Изменить стиль страницы

Этим летом мы не уезжали из Москвы, только два-три раза в неделю вызывали машину и гуляли по одному из московских парков. Сегодня тоже собрались на такую прогулку. Мы стояли у подъезда и ждали машину, когда ко мне подошёл высокий симпатичный мужчина.

–Здравствуйте, – поздоровался он. – Позвольте представиться. Я второй секретарь американского посольства Бальдер Роуз. Меня просили передать вам письмо посла.

С этими словами он вручил небольшой конверт из плотной бумаги.

– И что в нём? – спросил я.

– Приглашение посетить посольство в любое удобное для вас время, – ответил он. – Господин Уолтер Стессел является большим поклонником вашего таланта и хочет познакомиться с вами и вашей очаровательной женой. К сожалению, мы уже отпраздновали День Независимости, но вы можете стать почётными гостями Спасо-Хаус и без такого повода.

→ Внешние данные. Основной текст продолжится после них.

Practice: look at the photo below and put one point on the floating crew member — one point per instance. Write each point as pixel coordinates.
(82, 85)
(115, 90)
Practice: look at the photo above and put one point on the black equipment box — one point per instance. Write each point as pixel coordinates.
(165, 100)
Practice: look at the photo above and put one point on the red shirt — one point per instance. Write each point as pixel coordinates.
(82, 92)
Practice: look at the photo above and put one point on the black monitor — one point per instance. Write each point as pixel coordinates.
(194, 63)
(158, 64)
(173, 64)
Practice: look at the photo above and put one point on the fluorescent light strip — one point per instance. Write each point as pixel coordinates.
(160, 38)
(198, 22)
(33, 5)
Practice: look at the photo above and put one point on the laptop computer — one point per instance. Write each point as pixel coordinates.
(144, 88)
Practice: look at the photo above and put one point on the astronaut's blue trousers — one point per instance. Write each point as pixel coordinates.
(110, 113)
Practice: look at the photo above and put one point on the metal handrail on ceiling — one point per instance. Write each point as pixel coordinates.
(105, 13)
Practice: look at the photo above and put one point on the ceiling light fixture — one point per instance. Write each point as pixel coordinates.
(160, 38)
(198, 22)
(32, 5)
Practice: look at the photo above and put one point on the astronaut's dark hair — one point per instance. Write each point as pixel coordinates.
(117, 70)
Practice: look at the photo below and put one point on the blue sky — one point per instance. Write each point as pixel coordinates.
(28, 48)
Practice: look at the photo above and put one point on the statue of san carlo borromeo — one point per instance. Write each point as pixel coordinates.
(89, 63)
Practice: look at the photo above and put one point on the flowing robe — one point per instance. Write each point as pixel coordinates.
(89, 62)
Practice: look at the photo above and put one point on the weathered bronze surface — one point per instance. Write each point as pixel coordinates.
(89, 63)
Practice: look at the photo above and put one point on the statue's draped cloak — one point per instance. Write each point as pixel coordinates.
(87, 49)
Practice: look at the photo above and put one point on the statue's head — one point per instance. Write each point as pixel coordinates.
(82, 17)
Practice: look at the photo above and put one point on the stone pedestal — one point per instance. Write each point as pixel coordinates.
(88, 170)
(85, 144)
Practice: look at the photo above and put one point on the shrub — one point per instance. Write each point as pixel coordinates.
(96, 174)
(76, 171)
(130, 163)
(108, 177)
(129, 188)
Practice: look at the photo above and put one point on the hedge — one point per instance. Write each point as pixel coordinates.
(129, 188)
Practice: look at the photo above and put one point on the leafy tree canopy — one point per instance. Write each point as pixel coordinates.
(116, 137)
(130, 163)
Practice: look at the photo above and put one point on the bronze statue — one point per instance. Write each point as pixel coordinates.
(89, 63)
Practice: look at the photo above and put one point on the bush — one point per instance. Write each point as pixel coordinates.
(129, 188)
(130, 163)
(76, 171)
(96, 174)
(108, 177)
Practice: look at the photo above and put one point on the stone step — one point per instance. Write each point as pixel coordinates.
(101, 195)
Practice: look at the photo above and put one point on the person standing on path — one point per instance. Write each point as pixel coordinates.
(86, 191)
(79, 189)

Подумайте и позвоните, в письме есть номер телефона.

Он попрощался и ушёл, а через несколько минут подъехала машина.

– Едем в парк? – спросила Люся.

– Конечно, – ответил я. – Не вижу причин откладывать поездку. Садись в салон.

Дочь не умела толком ходить, но на ножках стояла, особенно когда при этом можно было за что-то держаться. Вот и сейчас, пока я разговаривал с американцем, она стояла на асфальте, ухватившись за мою ногу. Увидев машину, малышка радостно заулыбалась и потянула ко мне руки, едва не бухнувшись на попу. Машина – это катание и прогулка в парке – целое море удовольствия. Я подхватил Машку на руки и следом за женой устроился на заднем сидении. Последнее время шофёры у нас часто менялись, и сегодня тоже был новый. Следуя инструкции, он показал удостоверение и спросил, куда везти.

– Поедем в парк Горького, – решил я. – Поездка примерно на час.

– Тебя раскусили? – спросила жена, когда мы с ней, взяв дочь за руки, медленно шли по одной из аллей, приноравливаясь к заплетающимся шажкам малышки.

– Вычислить меня не могли, – ответил я. – Раз действуют в открытую, значит, заложил кто-то из тех, кто знал точно. И сходить придётся. Вопрос в том, что можно говорить, а чего нельзя, и о чём с ними договариваться. Но об этом уже нужно говорить с Брежневым и Семичастным. Сегодня вечером позвоним Леониду Ильичу. Эти вопросы будут решаться не мной и не в один день. Если не найдём общего языка с американцами, придётся полностью менять жизнь.

– Ты так спокойно об этом говоришь...

– Я был уверен в том, что это рано или поздно случится. Хотелось бы попозже, но это от нас не зависит.

Когда я вечером со второй попытки дозвонился до Брежнева и коротко доложил о произошедшем, он сразу выслал за нами машину. Как обычно, женская часть его семьи развлекалась с дочерью, а мы прошли в кабинет.

– Расскажи подробно, – приказал он. – Всё, что случилось, и свои соображения.

Я описал сцену вручения письма и отдал ему вскрытый конверт.

– Наверняка сдал кто-то из тех, кто обо мне знал, иначе они не действовали бы так прямолинейно. Я не собираюсь прятаться всю жизнь, поэтому нужно сходить. Кричать, что это не я, тоже глупо. Вопрос в том, что можно сказать и чего от них добиваться. Моя ценность для американцев заключается в знании технологий, до которых они додумаются через десятки лет. Ну и природные катастрофы, остальное становится всё более недостоверным. Естественно, что я не собираюсь передавать технические знания, об этом пусть договариваются с вами. Можно сообщить о катастрофах в самих Штатах и рассказать, до какой они докатились жизни и почему. Это и для нас может быть полезно. В моей реальности вы уже договаривались об ограничении вооружений. Если бы не Афганистан, возможно, добились бы большего.

– Этот вопрос рассмотрят эксперты Проекта, – сказал Брежнев, – и дадут свои рекомендации в том, что тебе можно сказать. Документы и разрешение получишь через Комитет. Когда они закончат, мы ещё поговорим. Может быть, всё сложится к лучшему.